I saw someone whining that the new A Christmas Story Christmas recast the mother and was a sequel to a movie that didn't need a sequel. Little did they know that it was the ninth - if you count the A Christmas Story Live! TV movie - story of the Parker family, a series of films that began seven years before its best-remembered installment.
All of these stories are based on the writing of Jean Shepherd, who often told stories of his childhood in the fictional town of Hohman, Indiana (he grew up in Hammond) on the radio. After publishing those stories in Playboy, but he never intended to be a writer.
Hugh Hefner claimed that The Giving Tree author Shel Silverstein asked Shepherd to write down his radio stories, but he never saw himself being a writer. So Silverstein recorded the shows off the radio, transcribed them and worked with Shepherd to turn them into written works.
His first book, In God We Trust: All Others Pay Cash, contains many of the stories of the Parker family, stories that despite having the names of real people and real places, are all from Shepherd's imagination. These memories come in the form of Ralph, who has returned to his home town as an adult, telling these stories to his friend, Flick, who now runs the bar where their fathers used to drink.

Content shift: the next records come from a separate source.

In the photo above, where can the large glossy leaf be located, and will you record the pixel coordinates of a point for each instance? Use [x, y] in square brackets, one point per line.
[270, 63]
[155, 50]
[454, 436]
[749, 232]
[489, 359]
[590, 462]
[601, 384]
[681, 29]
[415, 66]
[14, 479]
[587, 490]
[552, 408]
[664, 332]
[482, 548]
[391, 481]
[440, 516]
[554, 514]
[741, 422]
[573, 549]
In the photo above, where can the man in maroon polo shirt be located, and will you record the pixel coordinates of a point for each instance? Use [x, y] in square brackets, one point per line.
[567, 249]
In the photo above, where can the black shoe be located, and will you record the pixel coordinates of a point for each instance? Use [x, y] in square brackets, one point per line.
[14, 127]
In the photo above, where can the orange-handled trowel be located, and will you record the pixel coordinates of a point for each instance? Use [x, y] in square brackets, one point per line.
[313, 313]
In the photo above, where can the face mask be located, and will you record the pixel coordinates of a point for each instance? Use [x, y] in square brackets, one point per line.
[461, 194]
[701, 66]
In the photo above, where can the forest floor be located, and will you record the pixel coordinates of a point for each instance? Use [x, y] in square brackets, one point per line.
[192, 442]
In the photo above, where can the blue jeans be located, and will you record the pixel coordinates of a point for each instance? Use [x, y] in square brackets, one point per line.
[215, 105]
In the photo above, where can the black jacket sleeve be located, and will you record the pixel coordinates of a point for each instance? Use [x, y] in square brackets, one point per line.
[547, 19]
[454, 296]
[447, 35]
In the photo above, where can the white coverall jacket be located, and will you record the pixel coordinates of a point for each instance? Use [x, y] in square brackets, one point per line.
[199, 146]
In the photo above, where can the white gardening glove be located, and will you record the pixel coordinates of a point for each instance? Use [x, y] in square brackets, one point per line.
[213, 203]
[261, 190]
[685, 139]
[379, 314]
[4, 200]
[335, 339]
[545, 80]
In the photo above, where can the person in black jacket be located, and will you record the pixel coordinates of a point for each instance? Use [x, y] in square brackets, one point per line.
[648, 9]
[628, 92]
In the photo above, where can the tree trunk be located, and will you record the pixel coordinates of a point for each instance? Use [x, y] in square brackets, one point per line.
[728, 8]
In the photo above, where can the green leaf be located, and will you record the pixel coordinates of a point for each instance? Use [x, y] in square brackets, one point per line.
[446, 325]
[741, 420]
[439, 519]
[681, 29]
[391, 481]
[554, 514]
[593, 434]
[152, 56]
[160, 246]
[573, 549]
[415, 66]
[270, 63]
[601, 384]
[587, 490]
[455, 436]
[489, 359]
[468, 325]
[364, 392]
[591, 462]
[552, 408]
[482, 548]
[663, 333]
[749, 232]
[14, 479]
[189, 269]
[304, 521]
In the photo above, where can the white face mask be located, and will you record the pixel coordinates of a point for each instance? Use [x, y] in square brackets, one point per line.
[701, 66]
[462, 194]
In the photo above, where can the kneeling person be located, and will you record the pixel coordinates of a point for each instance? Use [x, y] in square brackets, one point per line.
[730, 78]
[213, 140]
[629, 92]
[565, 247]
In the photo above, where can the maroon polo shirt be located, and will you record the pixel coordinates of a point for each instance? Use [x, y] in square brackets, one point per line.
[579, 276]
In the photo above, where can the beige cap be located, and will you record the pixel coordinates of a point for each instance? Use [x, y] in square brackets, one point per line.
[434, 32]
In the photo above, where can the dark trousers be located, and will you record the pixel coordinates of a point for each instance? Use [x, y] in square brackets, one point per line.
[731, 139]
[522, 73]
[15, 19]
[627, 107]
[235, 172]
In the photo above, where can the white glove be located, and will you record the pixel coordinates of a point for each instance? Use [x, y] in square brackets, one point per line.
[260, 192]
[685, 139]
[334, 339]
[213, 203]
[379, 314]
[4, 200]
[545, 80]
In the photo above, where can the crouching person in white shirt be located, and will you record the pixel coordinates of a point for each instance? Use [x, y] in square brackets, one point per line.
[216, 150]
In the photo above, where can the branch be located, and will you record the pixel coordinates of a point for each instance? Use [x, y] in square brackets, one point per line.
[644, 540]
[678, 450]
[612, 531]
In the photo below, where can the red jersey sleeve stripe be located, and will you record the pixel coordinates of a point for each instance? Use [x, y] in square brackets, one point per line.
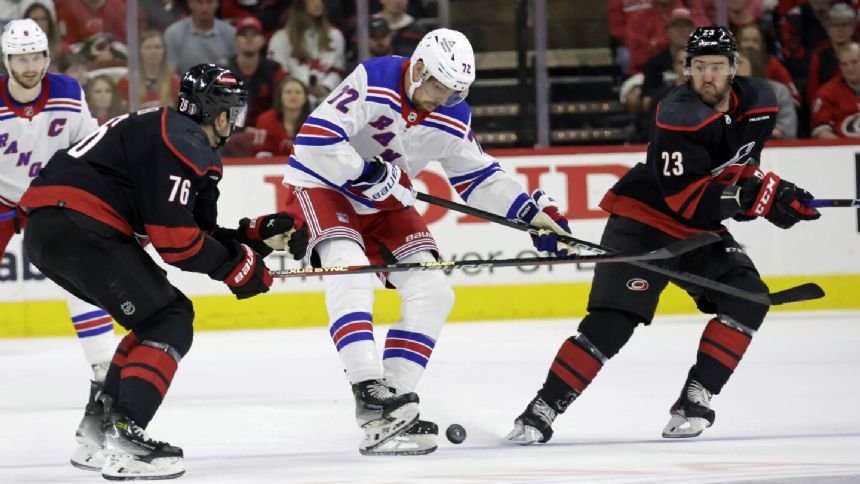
[77, 200]
[697, 127]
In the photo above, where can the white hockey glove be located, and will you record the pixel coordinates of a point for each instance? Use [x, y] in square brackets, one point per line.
[542, 212]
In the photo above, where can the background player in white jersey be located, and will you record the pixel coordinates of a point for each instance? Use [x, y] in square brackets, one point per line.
[350, 175]
[41, 113]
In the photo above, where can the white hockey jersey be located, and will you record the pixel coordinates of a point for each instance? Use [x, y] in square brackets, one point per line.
[30, 134]
[369, 114]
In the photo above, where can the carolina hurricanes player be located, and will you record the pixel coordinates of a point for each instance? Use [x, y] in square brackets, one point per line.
[41, 113]
[349, 175]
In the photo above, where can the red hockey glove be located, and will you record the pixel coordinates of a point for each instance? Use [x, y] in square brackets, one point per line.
[542, 212]
[278, 231]
[384, 184]
[245, 273]
[777, 200]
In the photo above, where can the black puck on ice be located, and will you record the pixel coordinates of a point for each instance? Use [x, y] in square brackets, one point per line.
[456, 433]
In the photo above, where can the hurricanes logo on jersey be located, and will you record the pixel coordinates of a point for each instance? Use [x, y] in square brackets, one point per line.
[851, 126]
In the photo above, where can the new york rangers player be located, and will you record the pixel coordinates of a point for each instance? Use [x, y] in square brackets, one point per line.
[40, 114]
[349, 179]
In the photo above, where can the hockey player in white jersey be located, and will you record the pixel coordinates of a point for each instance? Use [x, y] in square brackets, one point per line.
[41, 113]
[349, 179]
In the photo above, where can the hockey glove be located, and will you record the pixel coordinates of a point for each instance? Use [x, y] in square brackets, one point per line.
[245, 273]
[779, 201]
[278, 231]
[542, 212]
[384, 184]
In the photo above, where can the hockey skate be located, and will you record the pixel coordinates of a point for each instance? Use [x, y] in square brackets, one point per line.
[534, 424]
[418, 439]
[691, 414]
[131, 454]
[382, 414]
[90, 433]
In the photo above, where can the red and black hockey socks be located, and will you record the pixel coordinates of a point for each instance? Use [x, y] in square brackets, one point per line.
[574, 367]
[721, 348]
[140, 374]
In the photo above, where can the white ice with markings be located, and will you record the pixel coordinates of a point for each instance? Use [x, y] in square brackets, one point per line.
[274, 406]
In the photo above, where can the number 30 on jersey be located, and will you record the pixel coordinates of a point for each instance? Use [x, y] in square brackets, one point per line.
[673, 163]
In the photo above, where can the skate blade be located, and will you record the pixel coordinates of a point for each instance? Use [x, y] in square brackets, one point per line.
[127, 469]
[523, 435]
[404, 445]
[87, 458]
[682, 427]
[380, 431]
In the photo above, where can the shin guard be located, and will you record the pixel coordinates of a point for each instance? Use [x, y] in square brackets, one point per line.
[721, 348]
[145, 378]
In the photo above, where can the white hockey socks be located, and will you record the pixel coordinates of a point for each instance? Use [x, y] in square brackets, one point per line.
[349, 300]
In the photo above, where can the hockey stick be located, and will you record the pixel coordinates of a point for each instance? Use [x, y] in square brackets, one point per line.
[799, 293]
[672, 250]
[832, 202]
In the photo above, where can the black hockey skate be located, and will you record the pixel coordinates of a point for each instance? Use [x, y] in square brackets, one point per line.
[534, 424]
[90, 433]
[691, 413]
[382, 414]
[131, 454]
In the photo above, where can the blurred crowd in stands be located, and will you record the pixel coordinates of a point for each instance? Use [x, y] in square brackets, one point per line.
[291, 53]
[806, 49]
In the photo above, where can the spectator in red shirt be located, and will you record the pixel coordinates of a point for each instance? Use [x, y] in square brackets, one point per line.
[157, 82]
[836, 108]
[646, 31]
[261, 75]
[841, 28]
[277, 128]
[751, 42]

Four of the stories in the book - "Duel in the Snow, or Red Ryder Nails the Cleveland Street Kid," "The Counterfeit Secret Circle Member Gets the Message, or The Asp Strikes Again," "My Old Man and the Lascivious Special Award That Heralded the Birth of Pop Art" and "Grover Dill and the Tasmanian Devil," as well as "The Grandstand Passion Play of Delbert and the Bumpus Hounds" from Shepherd's second book Wanda Hickey's Night of Golden Memories make up A Christmas Story.

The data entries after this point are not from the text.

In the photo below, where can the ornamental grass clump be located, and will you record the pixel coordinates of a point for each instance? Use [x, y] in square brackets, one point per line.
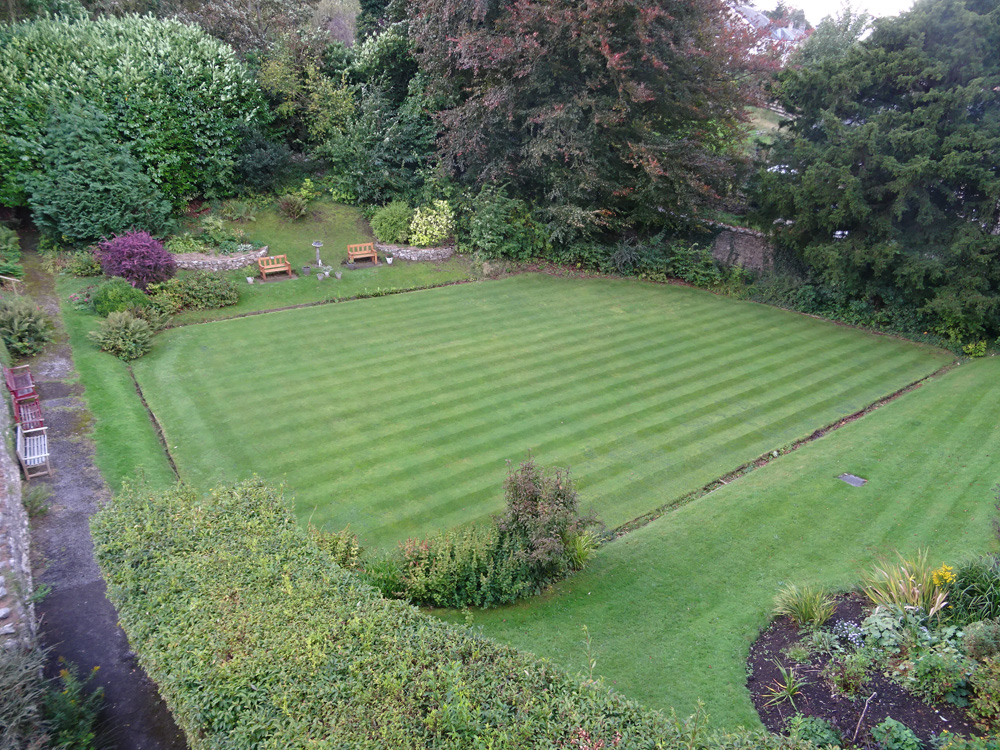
[137, 257]
[806, 606]
[905, 585]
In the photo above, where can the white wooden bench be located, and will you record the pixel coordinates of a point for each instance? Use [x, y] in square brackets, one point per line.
[33, 452]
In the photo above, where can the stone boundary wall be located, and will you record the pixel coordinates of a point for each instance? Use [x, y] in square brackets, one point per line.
[199, 262]
[739, 246]
[406, 252]
[17, 615]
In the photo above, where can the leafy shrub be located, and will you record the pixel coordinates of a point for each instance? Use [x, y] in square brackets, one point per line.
[502, 227]
[432, 225]
[89, 186]
[940, 675]
[894, 735]
[907, 583]
[984, 705]
[10, 253]
[197, 291]
[184, 131]
[819, 732]
[25, 329]
[257, 639]
[805, 606]
[235, 210]
[293, 206]
[392, 223]
[23, 690]
[981, 639]
[82, 264]
[116, 295]
[975, 594]
[260, 163]
[71, 711]
[137, 257]
[124, 336]
[342, 546]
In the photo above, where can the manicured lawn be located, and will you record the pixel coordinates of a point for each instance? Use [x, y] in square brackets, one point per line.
[673, 607]
[396, 415]
[335, 226]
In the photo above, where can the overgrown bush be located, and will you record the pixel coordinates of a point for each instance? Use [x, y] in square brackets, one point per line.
[431, 225]
[88, 185]
[117, 295]
[180, 99]
[137, 257]
[25, 329]
[196, 291]
[10, 253]
[22, 692]
[391, 223]
[124, 336]
[502, 227]
[257, 639]
[984, 705]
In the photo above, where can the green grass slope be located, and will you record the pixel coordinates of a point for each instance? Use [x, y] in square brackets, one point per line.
[673, 607]
[396, 415]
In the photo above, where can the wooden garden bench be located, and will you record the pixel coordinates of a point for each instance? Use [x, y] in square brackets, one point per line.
[362, 251]
[28, 413]
[33, 452]
[274, 264]
[19, 382]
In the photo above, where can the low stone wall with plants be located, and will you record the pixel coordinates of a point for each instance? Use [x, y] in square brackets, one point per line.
[257, 639]
[198, 262]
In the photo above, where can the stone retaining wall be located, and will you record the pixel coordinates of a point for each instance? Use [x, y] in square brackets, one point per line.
[406, 252]
[199, 262]
[17, 615]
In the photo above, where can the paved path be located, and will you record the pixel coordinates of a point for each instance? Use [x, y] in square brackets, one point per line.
[77, 621]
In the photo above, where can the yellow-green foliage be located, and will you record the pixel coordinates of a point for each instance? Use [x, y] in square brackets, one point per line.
[257, 639]
[432, 225]
[177, 96]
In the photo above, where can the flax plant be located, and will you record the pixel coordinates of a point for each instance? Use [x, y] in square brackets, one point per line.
[905, 585]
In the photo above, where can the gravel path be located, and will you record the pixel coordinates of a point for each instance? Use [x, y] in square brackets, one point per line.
[77, 621]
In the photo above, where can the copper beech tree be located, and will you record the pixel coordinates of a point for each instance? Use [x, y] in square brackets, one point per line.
[603, 113]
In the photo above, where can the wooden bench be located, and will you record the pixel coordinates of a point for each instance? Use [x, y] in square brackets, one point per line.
[362, 251]
[19, 382]
[33, 452]
[28, 413]
[274, 264]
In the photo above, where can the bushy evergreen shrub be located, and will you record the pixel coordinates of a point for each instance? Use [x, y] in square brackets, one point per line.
[124, 335]
[88, 186]
[137, 257]
[117, 295]
[431, 225]
[25, 329]
[178, 97]
[391, 223]
[257, 639]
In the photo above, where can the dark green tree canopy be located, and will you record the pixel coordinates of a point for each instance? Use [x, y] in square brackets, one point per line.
[605, 113]
[886, 185]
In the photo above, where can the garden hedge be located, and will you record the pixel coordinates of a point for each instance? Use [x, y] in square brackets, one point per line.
[258, 640]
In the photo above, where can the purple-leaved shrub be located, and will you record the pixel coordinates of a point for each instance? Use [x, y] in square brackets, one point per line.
[137, 257]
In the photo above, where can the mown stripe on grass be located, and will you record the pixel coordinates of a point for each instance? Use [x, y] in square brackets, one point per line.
[397, 414]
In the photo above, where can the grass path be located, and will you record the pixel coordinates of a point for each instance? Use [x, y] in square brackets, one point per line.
[673, 607]
[396, 415]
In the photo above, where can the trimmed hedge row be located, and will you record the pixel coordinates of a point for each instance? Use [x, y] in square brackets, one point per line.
[258, 640]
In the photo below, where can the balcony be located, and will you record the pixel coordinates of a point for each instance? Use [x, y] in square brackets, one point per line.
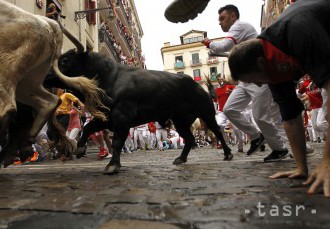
[104, 37]
[197, 62]
[124, 12]
[179, 65]
[212, 60]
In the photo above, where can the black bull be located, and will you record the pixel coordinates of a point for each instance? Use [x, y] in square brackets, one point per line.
[139, 96]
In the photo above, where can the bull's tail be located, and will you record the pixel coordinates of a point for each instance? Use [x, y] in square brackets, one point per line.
[58, 139]
[86, 86]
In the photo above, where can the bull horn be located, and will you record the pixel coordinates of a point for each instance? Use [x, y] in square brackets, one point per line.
[75, 41]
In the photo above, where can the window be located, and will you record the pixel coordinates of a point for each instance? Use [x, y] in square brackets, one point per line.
[197, 74]
[91, 17]
[178, 62]
[213, 73]
[192, 39]
[195, 58]
[178, 59]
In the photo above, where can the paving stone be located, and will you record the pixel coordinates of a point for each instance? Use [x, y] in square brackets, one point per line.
[151, 192]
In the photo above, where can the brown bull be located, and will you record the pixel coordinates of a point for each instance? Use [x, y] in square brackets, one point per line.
[29, 45]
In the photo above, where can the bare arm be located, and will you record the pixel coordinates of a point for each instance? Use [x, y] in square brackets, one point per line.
[321, 175]
[294, 129]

But before that, on December 23, 1976, The Phantom of the Open Hearth aired as an episode of PBS's anthological television series Visions. It features Shepherd as the adult Ralphie and David Elliot as the teen version in a story of Ralphie trying to decide between taking Daphne Bigelow (Tobi Pilavin) or Wanda Hickey (Roberta Wallach) to the school dance, all while his father (James Broderick) anticipates winning a major award that this film explains is a leg lamp because the contest was sponsored by Ne-Hi Soda and that was their logo. While all thatis going on, Randy (Adam Goodman) annoys Ralphie and mom (Barbara Bolton) is obsessed with getting free fine china from the movie theater.
Directed by Fred Barzyk (Jean Shepherd's America, The Lathe of Heaven) and David Loxton (Countdown to Looking Glass) from a script by Shepherd, this led to another PBS movie, The Great American Fourth Of July and was almost a TV series in 1978. The pilot was directed by John Rich and written by Shepherd and was also called The Phantom of the Open Hearth. That's where the line "Oh, fudge (but I didn't say fudge)!" comes from.
Its a little jarring to see the adult adventures of Ralphie while still interesting to get a different perspective.